En Egypte, contre vents et marées, le FMI prévoit que la croissance serait de 6,6% en 2022. Ce taux devrait baisser à 4,4 % en 2023. En fait, l’Egypte a continué à remplacer les subventions universelles à la nourriture par des transferts en espèces ciblant les plus pauvres, en élargissant le nombre de bénéficiaires. Pour ce faire, en 2022, une vingtaine de millions (qualifiés de non-méritants) ont été exclus du système des cartes de subventions. Le poids du pain subventionné a été par ailleurs diminué de 4% (au lieu d’augmenter le prix). « Nous continuons de consolider notre budget et de cibler l’assistance aux catégories les plus méritantes », a expliqué Maeit, lors d’un communiqué de presse publié au dernier jour des réunions de la BM et du FMI. Selon le ministre, l’Egypte a réalisé un déficit budgétaire de 6,1 % en juin 2022. Et ce, en dépit de la sortie de 20 milliards de dollars de capitaux étrangers qui investissaient dans les bons de Trésor égyptiens au début du conflit en Ukraine. Dès lors, l’Egypte a imposé des restrictions sur les importations « non essentielles » et récemment sur les transferts individuels en dollars hors du pays. Tous les produits de première nécessité par contre n’ont connu aucune pénurie.

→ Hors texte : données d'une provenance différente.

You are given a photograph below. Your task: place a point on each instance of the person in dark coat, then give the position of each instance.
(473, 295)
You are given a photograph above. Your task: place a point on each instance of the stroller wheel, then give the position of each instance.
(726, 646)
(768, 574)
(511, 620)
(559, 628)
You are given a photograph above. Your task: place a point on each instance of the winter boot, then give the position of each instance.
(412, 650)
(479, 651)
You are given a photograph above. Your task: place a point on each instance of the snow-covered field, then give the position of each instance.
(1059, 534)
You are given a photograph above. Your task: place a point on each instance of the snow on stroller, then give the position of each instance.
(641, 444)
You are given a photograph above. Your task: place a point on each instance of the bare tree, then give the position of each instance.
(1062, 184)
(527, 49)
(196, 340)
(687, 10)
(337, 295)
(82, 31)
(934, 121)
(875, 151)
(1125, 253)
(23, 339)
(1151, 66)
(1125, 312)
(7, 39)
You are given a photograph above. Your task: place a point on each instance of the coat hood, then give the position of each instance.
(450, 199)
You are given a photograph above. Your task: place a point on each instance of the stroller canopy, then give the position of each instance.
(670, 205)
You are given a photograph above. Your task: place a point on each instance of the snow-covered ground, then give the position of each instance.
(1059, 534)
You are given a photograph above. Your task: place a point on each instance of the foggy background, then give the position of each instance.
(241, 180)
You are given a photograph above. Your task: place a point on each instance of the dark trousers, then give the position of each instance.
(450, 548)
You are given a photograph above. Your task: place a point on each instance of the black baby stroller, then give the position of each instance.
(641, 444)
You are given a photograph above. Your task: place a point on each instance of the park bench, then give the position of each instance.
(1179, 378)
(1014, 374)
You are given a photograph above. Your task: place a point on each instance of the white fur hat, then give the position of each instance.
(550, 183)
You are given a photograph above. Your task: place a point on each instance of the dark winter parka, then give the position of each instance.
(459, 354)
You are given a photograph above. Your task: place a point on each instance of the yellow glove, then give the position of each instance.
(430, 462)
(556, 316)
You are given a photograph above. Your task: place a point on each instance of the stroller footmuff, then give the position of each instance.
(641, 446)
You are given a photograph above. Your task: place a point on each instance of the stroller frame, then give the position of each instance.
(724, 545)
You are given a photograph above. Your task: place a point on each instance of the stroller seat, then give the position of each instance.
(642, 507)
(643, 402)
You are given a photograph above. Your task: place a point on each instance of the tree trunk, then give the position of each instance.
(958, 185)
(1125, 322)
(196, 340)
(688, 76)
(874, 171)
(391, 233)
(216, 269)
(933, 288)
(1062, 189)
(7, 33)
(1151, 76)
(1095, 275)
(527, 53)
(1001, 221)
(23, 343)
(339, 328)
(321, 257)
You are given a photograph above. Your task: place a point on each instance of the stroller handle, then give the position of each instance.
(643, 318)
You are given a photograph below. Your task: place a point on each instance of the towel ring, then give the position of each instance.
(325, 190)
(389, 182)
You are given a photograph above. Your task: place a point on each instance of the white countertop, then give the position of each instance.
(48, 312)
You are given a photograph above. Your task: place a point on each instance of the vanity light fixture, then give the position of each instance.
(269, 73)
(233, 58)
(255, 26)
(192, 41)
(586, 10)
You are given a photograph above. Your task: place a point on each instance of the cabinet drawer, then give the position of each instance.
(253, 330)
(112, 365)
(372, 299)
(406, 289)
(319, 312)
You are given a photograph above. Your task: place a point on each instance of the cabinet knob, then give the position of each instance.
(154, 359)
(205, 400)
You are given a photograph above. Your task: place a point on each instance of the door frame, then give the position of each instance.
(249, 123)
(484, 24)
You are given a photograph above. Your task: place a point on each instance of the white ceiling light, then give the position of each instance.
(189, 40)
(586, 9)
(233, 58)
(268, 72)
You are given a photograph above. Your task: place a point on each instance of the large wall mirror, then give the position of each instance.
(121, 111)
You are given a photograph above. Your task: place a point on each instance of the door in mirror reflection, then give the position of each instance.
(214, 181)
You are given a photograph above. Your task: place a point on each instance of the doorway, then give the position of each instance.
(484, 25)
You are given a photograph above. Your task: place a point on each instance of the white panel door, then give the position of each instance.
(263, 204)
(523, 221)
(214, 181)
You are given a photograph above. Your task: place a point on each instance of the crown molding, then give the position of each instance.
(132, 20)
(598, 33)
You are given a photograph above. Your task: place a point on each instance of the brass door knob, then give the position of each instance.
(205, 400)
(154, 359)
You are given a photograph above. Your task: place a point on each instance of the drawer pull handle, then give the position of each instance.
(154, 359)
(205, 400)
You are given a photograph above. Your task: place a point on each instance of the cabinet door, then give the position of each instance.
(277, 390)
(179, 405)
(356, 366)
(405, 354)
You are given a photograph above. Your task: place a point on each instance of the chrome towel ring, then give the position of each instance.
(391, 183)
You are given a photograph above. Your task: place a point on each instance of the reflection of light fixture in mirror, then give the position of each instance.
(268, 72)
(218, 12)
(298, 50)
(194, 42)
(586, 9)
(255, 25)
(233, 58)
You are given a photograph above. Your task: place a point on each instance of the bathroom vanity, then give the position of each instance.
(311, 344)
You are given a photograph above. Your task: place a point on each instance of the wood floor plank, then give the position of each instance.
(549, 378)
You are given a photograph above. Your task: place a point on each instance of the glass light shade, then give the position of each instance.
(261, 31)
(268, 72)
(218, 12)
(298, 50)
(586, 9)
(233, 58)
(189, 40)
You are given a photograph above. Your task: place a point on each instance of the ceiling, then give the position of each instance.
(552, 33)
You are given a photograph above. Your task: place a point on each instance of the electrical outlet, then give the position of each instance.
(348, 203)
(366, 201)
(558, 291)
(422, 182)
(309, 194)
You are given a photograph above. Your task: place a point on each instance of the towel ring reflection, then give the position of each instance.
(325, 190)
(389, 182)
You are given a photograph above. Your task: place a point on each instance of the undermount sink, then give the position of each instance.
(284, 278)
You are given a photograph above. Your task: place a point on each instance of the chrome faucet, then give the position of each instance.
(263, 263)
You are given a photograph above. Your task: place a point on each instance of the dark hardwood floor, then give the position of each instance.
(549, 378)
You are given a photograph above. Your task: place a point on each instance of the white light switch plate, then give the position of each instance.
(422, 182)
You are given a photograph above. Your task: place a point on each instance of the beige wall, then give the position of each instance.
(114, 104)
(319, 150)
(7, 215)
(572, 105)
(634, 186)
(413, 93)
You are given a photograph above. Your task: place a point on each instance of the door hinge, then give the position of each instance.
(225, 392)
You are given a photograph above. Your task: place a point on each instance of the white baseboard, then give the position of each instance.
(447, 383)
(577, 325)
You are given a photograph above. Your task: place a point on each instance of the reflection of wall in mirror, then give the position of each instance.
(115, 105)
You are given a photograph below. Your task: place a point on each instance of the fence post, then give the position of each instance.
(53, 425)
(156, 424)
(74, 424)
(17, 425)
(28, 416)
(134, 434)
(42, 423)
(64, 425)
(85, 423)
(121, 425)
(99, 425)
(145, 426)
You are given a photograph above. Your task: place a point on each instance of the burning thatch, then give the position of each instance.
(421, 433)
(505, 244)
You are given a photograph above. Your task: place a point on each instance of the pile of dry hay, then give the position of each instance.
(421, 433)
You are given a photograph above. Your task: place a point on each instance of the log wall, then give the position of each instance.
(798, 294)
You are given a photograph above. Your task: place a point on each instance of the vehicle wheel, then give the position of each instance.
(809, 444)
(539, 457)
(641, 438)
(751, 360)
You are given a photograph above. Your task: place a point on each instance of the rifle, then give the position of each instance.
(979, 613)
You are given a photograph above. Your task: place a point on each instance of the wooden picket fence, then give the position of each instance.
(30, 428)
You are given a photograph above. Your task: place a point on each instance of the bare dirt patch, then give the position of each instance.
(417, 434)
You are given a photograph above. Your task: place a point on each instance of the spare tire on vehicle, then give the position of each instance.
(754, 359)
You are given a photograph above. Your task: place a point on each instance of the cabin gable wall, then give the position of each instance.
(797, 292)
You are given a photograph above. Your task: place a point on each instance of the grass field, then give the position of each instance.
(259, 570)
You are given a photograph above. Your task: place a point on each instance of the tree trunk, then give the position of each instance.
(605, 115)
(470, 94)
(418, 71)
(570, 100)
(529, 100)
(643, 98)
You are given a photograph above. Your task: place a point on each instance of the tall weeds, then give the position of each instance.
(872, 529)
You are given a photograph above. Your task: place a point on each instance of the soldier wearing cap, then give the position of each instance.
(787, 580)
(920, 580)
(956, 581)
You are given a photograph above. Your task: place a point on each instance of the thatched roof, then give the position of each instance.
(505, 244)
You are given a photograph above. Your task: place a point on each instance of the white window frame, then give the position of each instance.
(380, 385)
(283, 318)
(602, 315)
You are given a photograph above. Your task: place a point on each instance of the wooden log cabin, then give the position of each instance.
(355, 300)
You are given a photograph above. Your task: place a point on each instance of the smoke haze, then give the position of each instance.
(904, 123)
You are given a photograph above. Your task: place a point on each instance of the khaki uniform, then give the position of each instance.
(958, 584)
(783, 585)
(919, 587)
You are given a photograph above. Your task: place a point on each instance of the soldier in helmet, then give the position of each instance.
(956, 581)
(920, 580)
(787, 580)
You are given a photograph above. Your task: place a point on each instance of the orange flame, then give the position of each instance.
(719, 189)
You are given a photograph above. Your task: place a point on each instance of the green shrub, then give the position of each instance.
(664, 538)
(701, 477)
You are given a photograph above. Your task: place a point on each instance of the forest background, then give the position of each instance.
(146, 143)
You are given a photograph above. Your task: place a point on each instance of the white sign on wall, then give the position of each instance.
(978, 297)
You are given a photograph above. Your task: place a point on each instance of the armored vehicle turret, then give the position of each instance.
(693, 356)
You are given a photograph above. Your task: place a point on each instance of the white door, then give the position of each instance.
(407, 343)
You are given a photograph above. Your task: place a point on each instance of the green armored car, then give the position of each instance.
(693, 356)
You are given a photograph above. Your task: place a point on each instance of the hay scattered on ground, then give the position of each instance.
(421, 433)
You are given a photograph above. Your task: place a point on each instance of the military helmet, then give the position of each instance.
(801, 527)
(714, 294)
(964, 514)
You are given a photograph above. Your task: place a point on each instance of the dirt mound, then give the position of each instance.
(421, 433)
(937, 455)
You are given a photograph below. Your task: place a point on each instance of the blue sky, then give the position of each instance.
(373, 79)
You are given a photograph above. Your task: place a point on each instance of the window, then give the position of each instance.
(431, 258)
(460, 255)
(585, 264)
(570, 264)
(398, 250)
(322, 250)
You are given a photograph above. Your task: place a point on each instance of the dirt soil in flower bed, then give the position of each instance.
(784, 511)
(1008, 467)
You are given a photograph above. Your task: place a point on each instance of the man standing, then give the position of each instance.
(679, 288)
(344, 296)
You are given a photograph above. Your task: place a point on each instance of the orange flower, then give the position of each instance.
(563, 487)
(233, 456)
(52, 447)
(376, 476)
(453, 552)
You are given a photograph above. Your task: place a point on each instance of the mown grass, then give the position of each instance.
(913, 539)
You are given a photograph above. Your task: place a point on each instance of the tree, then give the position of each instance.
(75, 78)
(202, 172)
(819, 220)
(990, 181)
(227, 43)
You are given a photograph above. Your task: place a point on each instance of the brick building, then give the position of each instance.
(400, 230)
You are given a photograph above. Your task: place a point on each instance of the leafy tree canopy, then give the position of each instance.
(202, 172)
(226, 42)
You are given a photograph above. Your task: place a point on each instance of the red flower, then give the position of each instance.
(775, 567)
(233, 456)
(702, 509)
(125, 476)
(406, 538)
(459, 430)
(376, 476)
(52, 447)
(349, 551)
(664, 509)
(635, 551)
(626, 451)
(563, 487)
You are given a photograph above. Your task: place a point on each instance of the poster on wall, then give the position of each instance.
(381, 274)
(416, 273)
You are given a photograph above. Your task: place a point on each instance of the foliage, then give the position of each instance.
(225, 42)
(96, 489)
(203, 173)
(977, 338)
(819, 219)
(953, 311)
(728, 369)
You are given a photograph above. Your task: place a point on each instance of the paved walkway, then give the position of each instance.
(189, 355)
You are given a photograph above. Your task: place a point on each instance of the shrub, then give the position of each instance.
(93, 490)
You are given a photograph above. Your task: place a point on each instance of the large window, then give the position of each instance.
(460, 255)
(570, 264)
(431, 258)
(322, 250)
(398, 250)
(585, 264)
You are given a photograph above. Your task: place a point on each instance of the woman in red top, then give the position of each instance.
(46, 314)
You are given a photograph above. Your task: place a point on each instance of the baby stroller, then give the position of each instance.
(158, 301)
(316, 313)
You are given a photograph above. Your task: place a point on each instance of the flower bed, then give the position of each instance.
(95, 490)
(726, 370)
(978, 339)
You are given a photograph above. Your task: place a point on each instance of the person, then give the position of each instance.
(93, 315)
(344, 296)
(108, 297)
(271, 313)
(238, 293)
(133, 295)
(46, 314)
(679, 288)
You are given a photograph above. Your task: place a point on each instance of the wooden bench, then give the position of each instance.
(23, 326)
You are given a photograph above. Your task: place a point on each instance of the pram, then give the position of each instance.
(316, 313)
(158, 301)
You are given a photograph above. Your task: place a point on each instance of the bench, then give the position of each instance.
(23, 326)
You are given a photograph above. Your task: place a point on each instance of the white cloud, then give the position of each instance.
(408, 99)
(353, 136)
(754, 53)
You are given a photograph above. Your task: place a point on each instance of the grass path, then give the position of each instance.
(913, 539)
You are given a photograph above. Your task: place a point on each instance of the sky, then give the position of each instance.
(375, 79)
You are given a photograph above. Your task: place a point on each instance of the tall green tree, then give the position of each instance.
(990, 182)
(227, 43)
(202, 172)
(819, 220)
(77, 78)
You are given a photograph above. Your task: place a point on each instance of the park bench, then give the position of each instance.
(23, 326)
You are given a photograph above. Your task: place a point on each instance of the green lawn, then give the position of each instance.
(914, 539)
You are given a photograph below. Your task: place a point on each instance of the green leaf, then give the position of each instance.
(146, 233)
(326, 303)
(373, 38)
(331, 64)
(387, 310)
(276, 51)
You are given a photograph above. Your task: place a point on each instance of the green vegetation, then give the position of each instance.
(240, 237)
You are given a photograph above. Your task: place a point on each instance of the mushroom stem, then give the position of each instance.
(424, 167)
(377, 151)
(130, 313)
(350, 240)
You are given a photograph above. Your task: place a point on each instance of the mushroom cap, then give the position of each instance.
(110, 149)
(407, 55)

Alternatives aux investissements étrangers
Le pari: remplacer l’endettement à court terme par d’autres à long terme. Ainsi, pour compenser le manque d’investissement étranger dans les instruments de dette publique à court terme, l’Egypte a élaboré un plan généreux de privatisation, où le gouvernement se retirera entièrement au profit du secteur privé dans quelque 79 activités économiques et ouvrira la porte à la participation du secteur privé dans 45 autres activités.
En plus, les pays du Golfe ont déposé quelque 13 milliards de dollars auprès de la Banque Centrale. Le gouvernement cherche également à mobiliser des ressources extérieures à travers le lancement des obligations à long terme sur le marché international. Il s’agit d’obligations destinées aux marchés asiatiques, comme les « obligations-panda », les « obligations-samouraï », les « obligations vertes » ou encore les « obligations-ODD ». Ces dernières sont destinées à financer le plan de l’Egypte 2030 pour atteindre les Objectifs onusiens du Développement Durable (ODD).
Or, dans un contexte mondial où le taux d’intérêt américain est à la hausse et les perturbations économiques augmentent les incertitudes, le lancement de nouvelles obligations serait à un taux d’intérêt élevé, soit de 1 000 points de base de plus que le taux d’intérêt américain, ou de 10% de plus. Or, la conclusion d’un accord avec le FMI devrait diminuer ce taux d’intérêt, car il garantit que dans un monde où plus de 70 pays émergents font face au fardeau de la dette, l’économie de l’Egypte est capable de remboursement.